2. Prioritize time alone together. "When you're busy with a new baby, private time with your husband is usually the first thing that goes out the window," says Gaudet. "That's a mistake." For women, she explains, libido is often linked with a feeling of connection—and that's difficult to achieve if you only relate to each other as parents.

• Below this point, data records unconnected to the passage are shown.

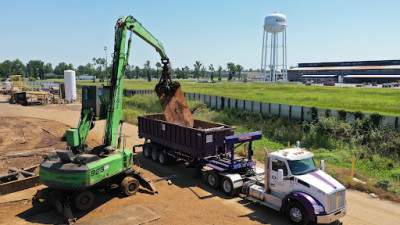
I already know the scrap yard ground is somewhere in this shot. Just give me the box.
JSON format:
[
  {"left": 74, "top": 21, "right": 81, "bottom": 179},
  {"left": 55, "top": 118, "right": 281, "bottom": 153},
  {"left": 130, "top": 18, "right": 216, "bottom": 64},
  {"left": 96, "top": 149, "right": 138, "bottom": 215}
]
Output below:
[{"left": 0, "top": 95, "right": 400, "bottom": 225}]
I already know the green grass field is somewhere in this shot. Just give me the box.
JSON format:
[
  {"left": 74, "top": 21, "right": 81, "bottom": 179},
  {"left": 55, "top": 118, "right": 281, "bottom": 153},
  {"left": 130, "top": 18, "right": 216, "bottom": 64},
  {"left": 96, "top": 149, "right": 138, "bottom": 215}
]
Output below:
[{"left": 67, "top": 80, "right": 400, "bottom": 116}]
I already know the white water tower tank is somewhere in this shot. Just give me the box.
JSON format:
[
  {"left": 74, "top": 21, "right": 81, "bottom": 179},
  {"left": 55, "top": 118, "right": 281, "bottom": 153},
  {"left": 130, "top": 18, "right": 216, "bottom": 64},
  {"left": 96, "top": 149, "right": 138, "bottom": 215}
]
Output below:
[
  {"left": 64, "top": 70, "right": 76, "bottom": 103},
  {"left": 260, "top": 13, "right": 288, "bottom": 84},
  {"left": 264, "top": 13, "right": 287, "bottom": 33}
]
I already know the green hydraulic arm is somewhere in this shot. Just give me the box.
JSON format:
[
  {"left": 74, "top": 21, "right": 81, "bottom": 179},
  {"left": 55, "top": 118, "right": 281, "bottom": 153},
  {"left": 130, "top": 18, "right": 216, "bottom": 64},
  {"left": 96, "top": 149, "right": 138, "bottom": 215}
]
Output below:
[
  {"left": 66, "top": 15, "right": 169, "bottom": 154},
  {"left": 103, "top": 15, "right": 169, "bottom": 148}
]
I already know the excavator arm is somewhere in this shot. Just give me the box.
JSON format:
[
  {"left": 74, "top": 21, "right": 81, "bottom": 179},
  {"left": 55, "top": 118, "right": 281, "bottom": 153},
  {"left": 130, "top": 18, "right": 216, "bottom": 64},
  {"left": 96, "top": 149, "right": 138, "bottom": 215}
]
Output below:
[{"left": 67, "top": 15, "right": 193, "bottom": 153}]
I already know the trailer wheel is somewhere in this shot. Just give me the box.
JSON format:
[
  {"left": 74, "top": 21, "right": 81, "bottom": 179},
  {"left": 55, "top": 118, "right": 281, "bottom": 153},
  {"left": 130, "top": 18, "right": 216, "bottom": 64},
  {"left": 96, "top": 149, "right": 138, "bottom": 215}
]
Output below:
[
  {"left": 206, "top": 170, "right": 221, "bottom": 189},
  {"left": 73, "top": 191, "right": 94, "bottom": 211},
  {"left": 158, "top": 152, "right": 169, "bottom": 166},
  {"left": 151, "top": 148, "right": 159, "bottom": 162},
  {"left": 286, "top": 202, "right": 309, "bottom": 225},
  {"left": 121, "top": 176, "right": 139, "bottom": 196},
  {"left": 221, "top": 177, "right": 236, "bottom": 196},
  {"left": 142, "top": 145, "right": 151, "bottom": 159}
]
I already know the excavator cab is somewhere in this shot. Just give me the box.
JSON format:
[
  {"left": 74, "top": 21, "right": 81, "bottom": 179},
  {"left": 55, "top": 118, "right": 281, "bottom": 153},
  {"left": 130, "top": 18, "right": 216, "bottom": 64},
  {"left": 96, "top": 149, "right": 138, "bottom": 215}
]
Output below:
[{"left": 155, "top": 59, "right": 194, "bottom": 127}]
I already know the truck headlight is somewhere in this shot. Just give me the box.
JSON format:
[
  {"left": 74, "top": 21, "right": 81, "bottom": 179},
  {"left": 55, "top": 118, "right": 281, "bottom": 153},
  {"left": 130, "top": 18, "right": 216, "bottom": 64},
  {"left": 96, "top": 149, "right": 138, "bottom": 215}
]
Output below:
[{"left": 313, "top": 205, "right": 324, "bottom": 213}]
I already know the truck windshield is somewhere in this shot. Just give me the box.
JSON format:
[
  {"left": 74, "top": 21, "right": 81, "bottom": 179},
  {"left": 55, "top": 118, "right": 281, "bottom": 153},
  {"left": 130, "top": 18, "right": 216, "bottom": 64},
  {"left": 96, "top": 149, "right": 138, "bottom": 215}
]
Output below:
[{"left": 288, "top": 158, "right": 317, "bottom": 175}]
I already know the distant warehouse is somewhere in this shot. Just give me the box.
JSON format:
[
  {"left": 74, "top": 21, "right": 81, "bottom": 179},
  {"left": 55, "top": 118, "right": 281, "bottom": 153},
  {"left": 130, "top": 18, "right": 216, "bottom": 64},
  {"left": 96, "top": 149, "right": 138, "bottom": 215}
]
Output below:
[{"left": 288, "top": 60, "right": 400, "bottom": 84}]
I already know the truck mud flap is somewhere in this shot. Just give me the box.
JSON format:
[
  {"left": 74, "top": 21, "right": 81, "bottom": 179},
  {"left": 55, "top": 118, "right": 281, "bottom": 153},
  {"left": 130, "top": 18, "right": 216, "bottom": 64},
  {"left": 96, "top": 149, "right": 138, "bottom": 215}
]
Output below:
[{"left": 126, "top": 170, "right": 158, "bottom": 194}]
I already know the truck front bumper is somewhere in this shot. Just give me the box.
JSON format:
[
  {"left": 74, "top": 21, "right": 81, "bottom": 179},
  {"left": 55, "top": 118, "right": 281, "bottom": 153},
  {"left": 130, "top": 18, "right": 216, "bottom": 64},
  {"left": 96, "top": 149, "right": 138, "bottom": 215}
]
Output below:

Make it a goal to have at least one "date" with your husband by the three-month mark, if not sooner.
3. Get creative. When you're ready to be intimate again for the first time, consider ruling out intercourse altogether. Instead, agree to give each other pleasure in other ways. "After you have a baby, fear of pain is common and is a big mood-spoiler," Gaudet says. "By taking intercourse off the table, you'll be much more relaxed and able to enjoy the experience."